“If you declare with your mouth, “Jesus is Lord,” and believe in your heart that God raised him from the dead, you will be saved.”
My faith started in kindergarten, or so I have been told. The story I’ve heard is that when I was little I was a troublemaker. I attended a Christian kindergarten and my teacher thought that if I accepted Jesus into my heart, it might help me be less naughty. My mother says that one day when she came to pick me up from school that she was informed that I had asked Jesus into my heart. I remember this only through the stories of others. I never heard about whether or not my behavior in kindergarten improved.
Somewhere along my faith journey, I heard that you only needed to declare Jesus as your savior and Lord once. Once you welcomed God into your life you were set. But somehow that lesson didn’t fully take. I remember asking Jesus into my heart a few more times throughout the years.
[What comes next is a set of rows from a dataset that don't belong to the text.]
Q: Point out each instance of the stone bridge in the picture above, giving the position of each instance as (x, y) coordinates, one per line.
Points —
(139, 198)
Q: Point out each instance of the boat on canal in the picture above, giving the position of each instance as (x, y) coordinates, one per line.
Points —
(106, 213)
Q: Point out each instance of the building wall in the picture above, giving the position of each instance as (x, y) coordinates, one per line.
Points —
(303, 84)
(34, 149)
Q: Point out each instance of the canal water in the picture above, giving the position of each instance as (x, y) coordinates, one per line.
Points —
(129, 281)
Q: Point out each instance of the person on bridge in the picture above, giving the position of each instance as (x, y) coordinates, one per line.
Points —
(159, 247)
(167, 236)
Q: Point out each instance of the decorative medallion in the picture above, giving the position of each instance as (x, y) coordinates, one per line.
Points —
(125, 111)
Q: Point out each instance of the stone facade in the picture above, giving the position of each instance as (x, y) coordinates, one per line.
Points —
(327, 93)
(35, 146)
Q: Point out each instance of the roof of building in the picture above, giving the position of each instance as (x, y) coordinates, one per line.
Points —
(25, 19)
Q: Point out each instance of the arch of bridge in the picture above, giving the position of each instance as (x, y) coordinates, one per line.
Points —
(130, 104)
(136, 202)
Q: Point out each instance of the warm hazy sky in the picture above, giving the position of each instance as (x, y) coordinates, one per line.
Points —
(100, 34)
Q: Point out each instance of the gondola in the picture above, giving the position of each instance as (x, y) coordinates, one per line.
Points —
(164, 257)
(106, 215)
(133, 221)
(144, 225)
In summer camp, while walking home from church one Sunday, and when praying with someone else who wanted to be saved.
I understand that we are healed, reconciled and saved, by the grace of God. I understand that the grace of God is greater than any mishap, mistake, or misunderstanding we may have. Yet, I think there is great value in circling back again and again to the simple affirmation, “Jesus is Lord.”
When are frustrated by how the day has unfolded, come back to the prayer, “Jesus is Lord.”
When the test results are inconclusive and more tests are needed, “Jesus is Lord.”
When we are worried about our loved ones, “Jesus is Lord.”
When we feel on top of the world, “Jesus is Lord.”
When all is still and calm, “Jesus is Lord.”
When we assert that Jesus is Lord we are saying that our anxieties are not our Lord, our ego is not our Lord, our circumstances are not our Lord. We follow Christ, for Christ alone knows the way to resurrection and to life.
In whatever circumstance you find yourself in with your family, your work, your finances, your friendships, let your heart repeat and rest in the simple affirmation, “Jesus is Lord.”